MLA for Kings County
- In office 1949–1953
- Preceded by: David Durell Sutton
- Succeeded by: Edward Haliburton George Arthur Boggs

Personal details
- Born: December 3, 1914 Amherst, Nova Scotia
- Died: December 17, 1987 (aged 73) Amherst, Nova Scotia
- Party: Liberal
- Occupation: lawyer

= William H. Pipe =

Canadian politician

William Harvey Pipe (December 3, 1914 – December 17, 1987) was a Canadian politician. He represented the electoral district of Kings County in the Nova Scotia House of Assembly from 1949 to 1953. He was a member of the Nova Scotia Liberal Party.

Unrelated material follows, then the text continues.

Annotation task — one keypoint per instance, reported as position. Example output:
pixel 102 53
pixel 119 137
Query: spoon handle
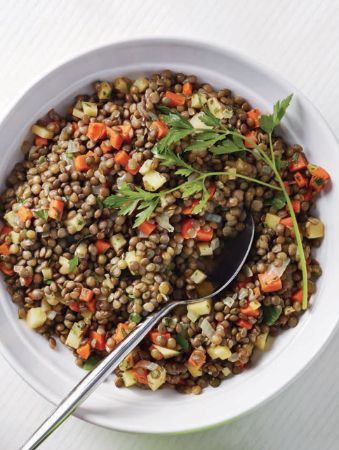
pixel 94 378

Born in 1914 at Amherst, Nova Scotia, Pipe was educated at the University of King's College and Dalhousie University. He married Frida Flint in 1940, and was a lawyer by career. Pipe entered provincial politics in 1949 when he was elected in the dual-member Kings County riding with Liberal David Durell Sutton. In the 1953 election, both Pipe and Sutton were defeated by Progressive Conservatives Edward Haliburton, and George Arthur Boggs. Following his defeat, Pipe served on the Board of Commissioners of Public Utilities, and in various legal capacities with Toronto General Trusts Company, Canadian General Electric Co., and Bell Telephone Co. of Canada. He died in 1987.